When Katie Cushman and I went to see prolific author Karen Kingsbury last year, we ended up chatting with her about how she cranks out books (seemingly) every other day. From what I understand, she's a 'pre-writer', someone who gets the story as together as possible before sitting down and cranking it out at a nearly non-stop pace. The incredible Susan Meissner has taught on how she pre-writes as well.
Other writers are more SOTP -- seat of the pants. They work on the chapters from the getgo to get a sense of the characters, often stopping and revising along the way.
I started off as SOTP and have morphed into a sort of mix. I really love to write the first chapter even with limited info at my finger tip because when I do this, I often come away surprised! For example, in my current WIP, someone I planned on bringing in much later in the book decided to show up--and it worked. Kristin Billerbeck said in an interview once that she free writes several chapters to get a feel for her characters.

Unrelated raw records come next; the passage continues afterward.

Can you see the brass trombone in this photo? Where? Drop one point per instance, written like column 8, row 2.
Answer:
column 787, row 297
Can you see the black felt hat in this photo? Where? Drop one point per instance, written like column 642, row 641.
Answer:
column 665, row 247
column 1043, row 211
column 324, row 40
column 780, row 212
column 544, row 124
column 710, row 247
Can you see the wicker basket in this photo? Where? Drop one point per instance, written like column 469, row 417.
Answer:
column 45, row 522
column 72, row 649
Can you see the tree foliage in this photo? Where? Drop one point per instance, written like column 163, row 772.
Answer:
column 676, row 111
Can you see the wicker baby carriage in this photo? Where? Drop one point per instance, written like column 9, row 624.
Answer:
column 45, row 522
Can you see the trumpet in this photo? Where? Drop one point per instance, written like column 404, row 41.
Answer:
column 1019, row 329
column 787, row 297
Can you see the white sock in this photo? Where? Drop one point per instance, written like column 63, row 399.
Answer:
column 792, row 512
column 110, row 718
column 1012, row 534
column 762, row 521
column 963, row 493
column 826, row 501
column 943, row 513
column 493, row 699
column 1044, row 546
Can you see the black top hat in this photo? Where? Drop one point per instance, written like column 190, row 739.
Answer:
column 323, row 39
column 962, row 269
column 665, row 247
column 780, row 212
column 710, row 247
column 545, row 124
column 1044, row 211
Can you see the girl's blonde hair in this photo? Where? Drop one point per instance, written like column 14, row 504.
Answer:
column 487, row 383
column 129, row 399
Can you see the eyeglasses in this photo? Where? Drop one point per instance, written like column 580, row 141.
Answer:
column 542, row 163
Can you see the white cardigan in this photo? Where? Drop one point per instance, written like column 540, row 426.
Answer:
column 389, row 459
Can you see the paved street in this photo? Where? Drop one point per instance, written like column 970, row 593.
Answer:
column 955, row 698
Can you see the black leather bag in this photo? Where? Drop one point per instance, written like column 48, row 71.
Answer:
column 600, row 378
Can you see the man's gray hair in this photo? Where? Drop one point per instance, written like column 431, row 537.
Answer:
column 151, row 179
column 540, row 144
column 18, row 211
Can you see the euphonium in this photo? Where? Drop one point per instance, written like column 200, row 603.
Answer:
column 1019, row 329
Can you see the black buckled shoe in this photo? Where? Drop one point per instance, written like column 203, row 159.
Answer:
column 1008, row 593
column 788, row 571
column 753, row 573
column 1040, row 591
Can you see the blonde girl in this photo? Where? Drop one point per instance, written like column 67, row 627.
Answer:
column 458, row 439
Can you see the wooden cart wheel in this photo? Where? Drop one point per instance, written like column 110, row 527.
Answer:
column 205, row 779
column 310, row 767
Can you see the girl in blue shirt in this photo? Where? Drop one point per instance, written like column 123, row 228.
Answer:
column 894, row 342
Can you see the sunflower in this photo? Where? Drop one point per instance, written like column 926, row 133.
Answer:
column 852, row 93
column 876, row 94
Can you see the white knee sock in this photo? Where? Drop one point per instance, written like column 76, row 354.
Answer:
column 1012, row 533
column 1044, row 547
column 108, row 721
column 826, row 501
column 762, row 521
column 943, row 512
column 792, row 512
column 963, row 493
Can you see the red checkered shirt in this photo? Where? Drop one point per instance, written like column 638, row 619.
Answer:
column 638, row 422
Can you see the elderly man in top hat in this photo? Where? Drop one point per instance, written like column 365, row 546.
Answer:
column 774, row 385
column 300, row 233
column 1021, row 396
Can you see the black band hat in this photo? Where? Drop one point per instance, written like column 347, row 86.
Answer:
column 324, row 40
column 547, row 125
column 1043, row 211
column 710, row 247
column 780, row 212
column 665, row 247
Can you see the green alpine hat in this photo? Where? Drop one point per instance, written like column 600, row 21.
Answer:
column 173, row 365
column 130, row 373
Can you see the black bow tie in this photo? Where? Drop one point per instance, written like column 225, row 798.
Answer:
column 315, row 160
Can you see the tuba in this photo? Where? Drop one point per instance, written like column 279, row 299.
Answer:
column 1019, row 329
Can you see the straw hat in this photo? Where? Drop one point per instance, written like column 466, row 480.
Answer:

However, I've found though that once I get those first thoughts onto the page, I need to map out more of the details to help me stay on course. I tried story boarding with post-its, but that was just a big mess. I've also tried diagramming the story on paper, complete with arrows, circles and curly-cues, but then I never looked at the thing again.
So now I outline the old fashioned way, in writing, block by block. Sometimes those blocks must move or morph or be stricken, but since I'm not a legalist about it, that's fine by me.
Of course, some habits haven't completely faded away. That pic at the top is of my desk in its current state (although as I like to say, "I know where everthing is!"). Despite my move toward more organization in writing, my desk just hasn't read the memo.